クリスチャン・ディオールとは2014/07/30更新
- 読み:くりすちゃん・でぃおーる
- カテゴリ: ファッション・アート・文化 > クリスチャン・ディオール
クリスチャン・ディオール Christian Dior
「もちろん、ファッションは、つかのまのエゴイスティックな道楽だ。しかし、わたしたちが生きる時代ほど陰鬱なときには、ぜいたくを少しずつでも防衛しなくてはならないのだ」
クリスチャン・ディオールは「ニュールック」を生み出したクチュリエ(パリのオートクチュール組合に加盟する高級服飾店のデザイナー)。そのデザインはファッション界に衝撃派を送り続けた。
生い立ち
1905年1月21日にノルマンディのグランビルで生まれたクリスチャン・ディオールは、イギリス海峡を見わたせる濃い松林に囲まれた家で育った。肥料工場の経営で成功したディオール家は、裕福なブルジョアで、複数の召使いを雇っていた。幼いころのクリスチャンは人見知りで、「植物や花壇」のなかで遊んでいるときか、ジュール・ベルヌの小説『海底二万里』のノーチラス号のデザインを想像しているときが一番幸せだった。
1947年、ニュールック登場
1947年2月12日、パリはいつもどおりの朝を向かえた。だが、オスマン様式の高層アパルトマンが立ち並ぶセーヌ川右岸のエレガントな並木道、モンテーニュ通りでは騒ぎが起こっていた。着飾った群集が30 番地にあらわれ、新しくオープンしたメゾン・クリスチャン・ディオールのグレーの日よけのもとに殺到したからだ。
ぜいたくに飢えていた女性たちにとって、ディオールのコロール(花の)ラインは天からの贈り物だった。
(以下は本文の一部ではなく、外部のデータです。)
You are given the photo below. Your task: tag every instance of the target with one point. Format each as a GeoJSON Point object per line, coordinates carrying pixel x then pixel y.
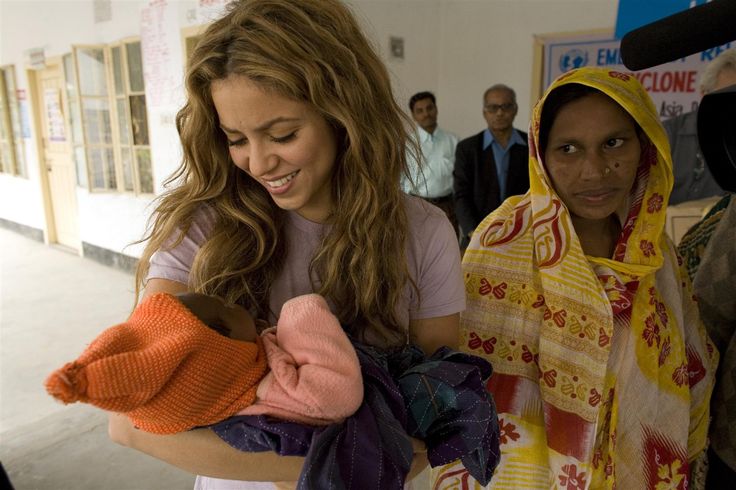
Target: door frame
{"type": "Point", "coordinates": [49, 232]}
モデルたちは、床から35 センチくらいの丈のフルスカートをはいていた。ウェストはコルセットで締めつけられ、ヒップにはパッドが入っていた。丸く張りだした胸は、なだらかに下がるパッドなしの肩のラインとコントラストをなし、戦後のパリにはびこっていた角ばったファッションを真っ向から否定した。
それまでファッションを支配していた旧式の美学は一掃された。それはまさに、建築としてのファッションだった。ドレスがモデルたちに形を与えるのであり、その逆はなかった。
広がる花びらからインスピレーションを得た「コロール」では、生地が滝のように流れていた。層を大胆に形成しながら流れ落ちるディオールのスカートは、政府の緊縮政策への反抗でもあった。ディオールが服に使った膨大な量のシルク、ウール、サテンは、祝祭であると同時に、ヨーロッパ全土に広がっていた石炭不足や食糧不足に対して上層階級から宣言された激しいアンチテーゼでもあったのだ。「わたしは反動的な性分だ。配給手帳や衣料用配給券について心配しなければならない貧困に襲われ、極度の節約を強いられる時代から、わたしたちは登場した。わたしの創作物がそれに反対する形をとるのは、ごく自然なことだった」とディオールは記している。